TAMER MANDALİNCİ: Bütün mülklerin satışı durumunda 2 milyar liranın üzerinde bir kaynak elde edeceğimiz görünüyor. Ancak ben bütün mülklerin satılmasını asla bir istemiyorum. Burada takas yapabileceğiniz mülkler var. Özellikle üzerinde devletin yatırımı olan mülkler var. Üzerinde eğitim tesisi, üzerinde anaokulu var, üzerinde hastane var veya üzerinde sağlık tesisi var. Bazılarında da dini tesis var. Bu durumdaki parsellerin mahsuplaşma yoluyla ki bunun birçok belediyede örneği var. Devletimiz, vergi dairemiz özellikle bunu mahsuplaşıyor. Hazine ve Maliye bakanımız sayın Mehmet Şimşek ‘le de bu konuyu görüştük.

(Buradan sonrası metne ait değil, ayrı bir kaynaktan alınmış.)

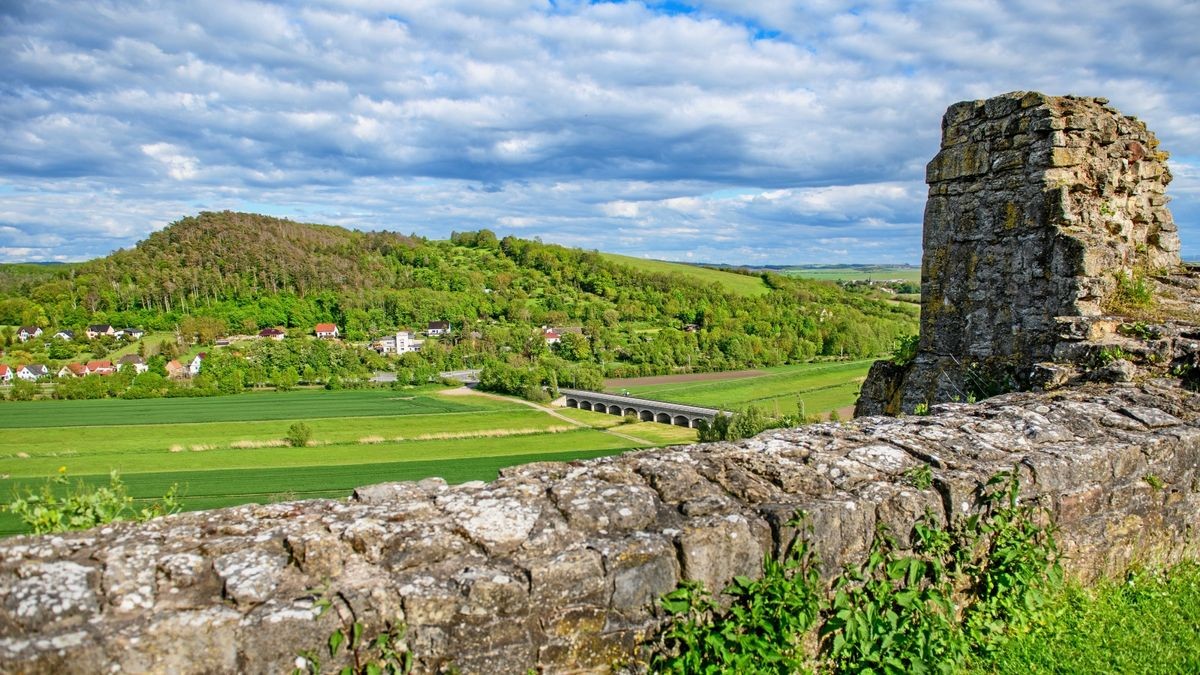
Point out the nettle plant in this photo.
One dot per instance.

Ancak buradaki sıkıntı şu; bizim SGK borcumuza karşılık bütün mülklerimizde SGK’nın “aşkın haczi” var. Yani Bodrum Belediyesi’nin 20 milyarlık mülkü var ama 3 milyarlık borcuna karşılık bütün mülkleri taşkın haciz altında. Biz bununla da ilgili girişim başlattık.

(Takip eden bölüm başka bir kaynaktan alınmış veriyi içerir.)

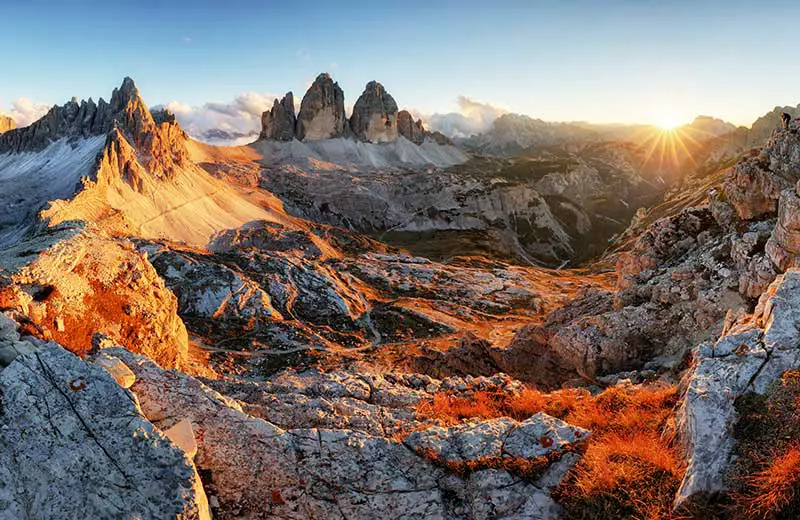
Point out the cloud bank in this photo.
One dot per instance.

( BODRUM BÜLTEN UYARISI : Konuşmanızı birkaç kez dinledim. Birkaç yerde “taşkın haciz” diyorsunuz. Ne demek istediğinizi bir hukukçu arkadaşımın yardımıyla öğrendim. O taşkın haciz dediğiniz şey, AŞKIN HACİZ’dir.
TAMER MANDALİNCİ: İnşallah güzel günlere hep beraber kavuşacağız, kimse istemez mal mülk satmayı. Burada bir referandum olsa Bodrum’dan doksanın üzerinde “satılmasın” gelir. Evet satılmasın ama borcu bertaraf etmek için de bir çözüm önerisi olması gerekiyor. Ben 9 aylık arayışımın ardından artık bu günlere geldiğimizi maalesef tekrardan beyan ediyorum.
Biz yaptıklarımız kadar yapmadıklarımızdan da sorumluyuz. Attığımız adımlar kadar atmadıklarımızdan da sorumluyuz. Sorunları halının altına süpürerek ya da kafamızı kuma gömerek sorunlardan kaçamayız. O yüzden hayatın bazı anlarında, bazı noktalarda daha cesur davranmak gerektiğini düşünüyorum. Daha somut, daha rasyonel kararlar vermek gerektiğini düşünüyorum. Bugün de o günlerden biri inşallah almış olduğumuz kararlar bu durumumuza, bölgemize, vatanımıza, memleketimize hayırlı uğurlu olsun.
( BODRUM BÜLTEN SORUSU: Ortada malı-mülkü satılmak üzere olan bir Bodrum halkı ve seçmeni varken, teşekkürü tamamı AKP’li 7 bakan, bir cumhurbaşkanı ve bir cumhurbaşkanı yardımcısı alıyor. Bunda bir tuhaflık yok mu?